The extensive bibliography at the back does suggest to me though that a lot of this is regurgitated from other books already written about Marilyn. Although there are many quotations used throughout, the three pages of credits in the book show where these came from and none were obtained directly by the author. Despite Marilyn being dead for almost fifty years, it is possible for authors to find people who knew her and to interview them, as is well illustrated in the excellent biography Marilyn Monroe - Private and Undisclosed by Michelle Morgan, which was published in 2007 (and will be out in paperback next year, with new additions).

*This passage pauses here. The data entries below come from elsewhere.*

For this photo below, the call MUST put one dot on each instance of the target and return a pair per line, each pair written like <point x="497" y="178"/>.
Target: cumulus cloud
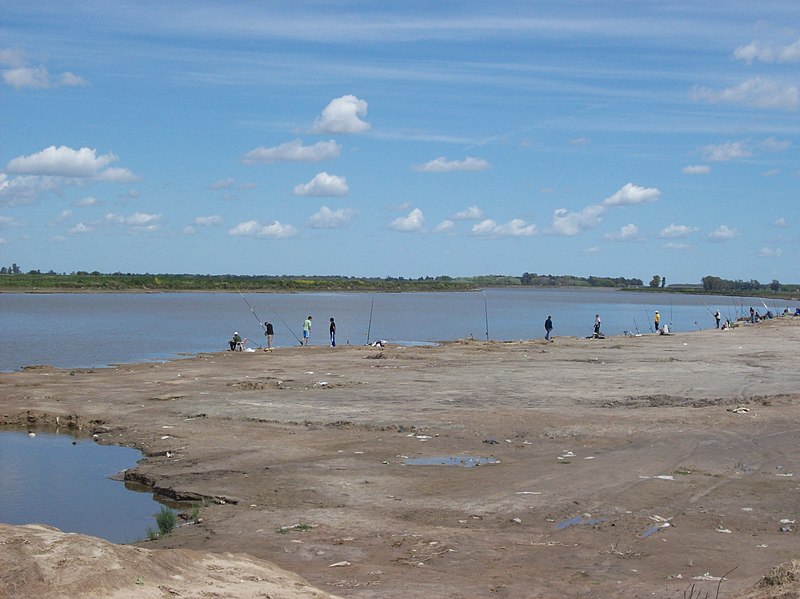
<point x="70" y="163"/>
<point x="293" y="151"/>
<point x="631" y="194"/>
<point x="628" y="232"/>
<point x="325" y="218"/>
<point x="674" y="231"/>
<point x="442" y="165"/>
<point x="444" y="226"/>
<point x="757" y="92"/>
<point x="323" y="185"/>
<point x="723" y="233"/>
<point x="731" y="150"/>
<point x="770" y="252"/>
<point x="513" y="228"/>
<point x="412" y="222"/>
<point x="571" y="223"/>
<point x="38" y="78"/>
<point x="471" y="213"/>
<point x="342" y="115"/>
<point x="768" y="52"/>
<point x="698" y="169"/>
<point x="137" y="222"/>
<point x="87" y="202"/>
<point x="208" y="221"/>
<point x="80" y="229"/>
<point x="222" y="184"/>
<point x="252" y="228"/>
<point x="9" y="221"/>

However, this is not to say Marilyn Handbook is a bad book. Mike Evans presents an image of Marilyn as a "fragile, complex woman" rather than lazily adopting the 'dumb blonde' tag of the gutter press. He shows her as the talented actress she was, who was willing to study her craft and learn new skills to improve her performance. He shows her intelligence and how her attraction to playwright Arthur Miller was an intellectual one as Marilyn hoped to better herself and gain knowledge.
The circumstances surrounding Marilyn's death in 1962 remain a topic for heated debate and Evans covers this, while refusing to state his own personal views on the subject. Again, if you are interested in this area, there are better books available, including several which concentrate almost exclusively on her death, such as The Assassination of Marilyn Monroe by Donald H. Wolfe and Victim - The Secret Tapes of Marilyn Monroe by Matthew Smith.
Marilyn Handbook does include a few interviews though, which are generally worth reading, including one with Roy Ward Baker (the director of Don't Bother to Knock) from 2004. I don't think I have read this before and there were some interesting bits in it, such as the first time he met Marilyn, she was carrying two big books on Stanislavsky and there are some good observations about Marilyn's relationship with her drama coach Natasha Lytess. However, some of it came from Baker's autobiography and again, it is unclear if the author actually met him.
The interview with photographer Bob Willoughby from 2004 covers two half pages and reveals very little new information, so feels hardly worth the fanfare. The transcript of Marilyn's appearance on The Jack Benny Show from 1953 is even more pointless, as it was only a kind of lame comedy sketch and is much better watched than read. (It's available on YouTube, amongst other places, and you get to see her sing Bye Bye Baby too.)
Ed Pfizenmaier is interviewed too, who was the assistant to the photographer Cecil Beaton. Again not a long interview, but a complimentary one, recalling Marilyn as being easy to work with and even doing her own make up.
Anyone who has seen the recent film My Week with Marilyn may be interested to read the chapter on Marilyn's relationship with Arthur Miller and their time spent in England filming The Prince and the Showgirl, as this is the subject for the new movie, based on Colin Clark's books. Clark himself is not mentioned in Mike Evans's book though.
The final sections of the book illustrate how the Marilyn image is so iconic with photos of Madonna and Kylie copying the look, pictures of some of the Marilyn memorabilia available and brief sections on Marilyn in Art and Bert Stern's final photo shoot with her - The Last Sitting. However, if you already own the books Marilyn in Art (compiled by Roger G. Taylor) and the incredibly beautiful The Last Sitting by Bert Stern (easily one of the best Marilyn books around), Mike Evans's watered-down versions are hardly worth a glance.
Overall, Marilyn Handbook isn't a terrible book. Its tone is respectful not scandalous and it tries to bring a few new things into Marilyn's story - but falls way short of the mark. A casual fan will enjoy this, but for a more serious fan, there are many other better books out there which tick all the boxes.